I am very confused with how weight works in glm
with family="binomial"
. In my understanding, the likelihood of the glm
with family = "binomial"
is specified as follows:
$$
f(y) =
{n\choose{ny}} p^{ny} (1-p)^{n(1-y)} = \exp \left(n \left[ y \log \frac{p}{1-p} - \left(-\log (1-p)\right) \right] + \log {n \choose ny}\right)
$$
where $y$ is the "proportion of observed success" and $n$ is the known number of trials.
In my understanding, the probability of success $p$ is parametrized with some linear coefficients $\beta$ as $p=p(\beta)$ and glm
function with family = "binomial"
search for:
$$
\textrm{arg}\max_{\beta} \sum_i \log f(y_i).
$$
Then this optimization problem can be simplified as:
$$
\textrm{arg}\max_{\beta} \sum_i \log f(y_i)=
\textrm{arg}\max_{\beta} \sum_i n_i \left[ y_i \log \frac{p(\beta)}{1-p(\beta)} - \left(-\log (1-p(\beta))\right)

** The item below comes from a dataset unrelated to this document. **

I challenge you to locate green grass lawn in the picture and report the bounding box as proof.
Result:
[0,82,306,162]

\right] + \log {n_i \choose n_iy_i}\\
=
\textrm{arg}\max_{\beta} \sum_i n_i \left[ y_i \log \frac{p(\beta)}{1-p(\beta)} - \left(-\log (1-p(\beta))\right)
\right] \\
$$
Therefore if we let $n_i^*=n_ic$ for all $i=1,...,N$ for some constant $c$, then it must also be true that:
$$
\textrm{arg}\max_{\beta} \sum_i \log f(y_i)
=
\textrm{arg}\max_{\beta} \sum_i n^*_i \left[ y_i \log \frac{p(\beta)}{1-p(\beta)} - \left(-\log (1-p(\beta))\right)
\right] \\
$$
From this, I thought that Scaling of the number of trials $n_i$ with a constant does NOT affect the maximum likelihood estimates of $\beta$ given the proportion of success $y_i$.
The help file of glm
says:
"For a binomial GLM prior weights are used to
give the number of trials when the response is
the proportion of successes"
Therefore I expected that the scaling of weight would not affect the estimated $\beta$ given the proportion of success as response. However the following two codes return different coefficient values:
Y <- c(1,0,0,0) ## proportion of observed success
w <- 1:length(Y) ## weight= the number of trials
glm(Y~1,weights=w,family=binomial)
This yields:
Call: glm(formula = Y ~ 1, family =
"binomial", weights = w)
Coefficients:
(Intercept)
-2.197
while if I multiply all weights by 1000, the estimated coefficients are different:
glm(Y~1,weights=w*1000,family=binomial)
Call: glm(formula = Y ~ 1, family = binomial,
weights = w * 1000)
Coefficients:
(Intercept)
-3.153e+15
I saw many other examples like this even with some moderate scaling in weights. What is going on here?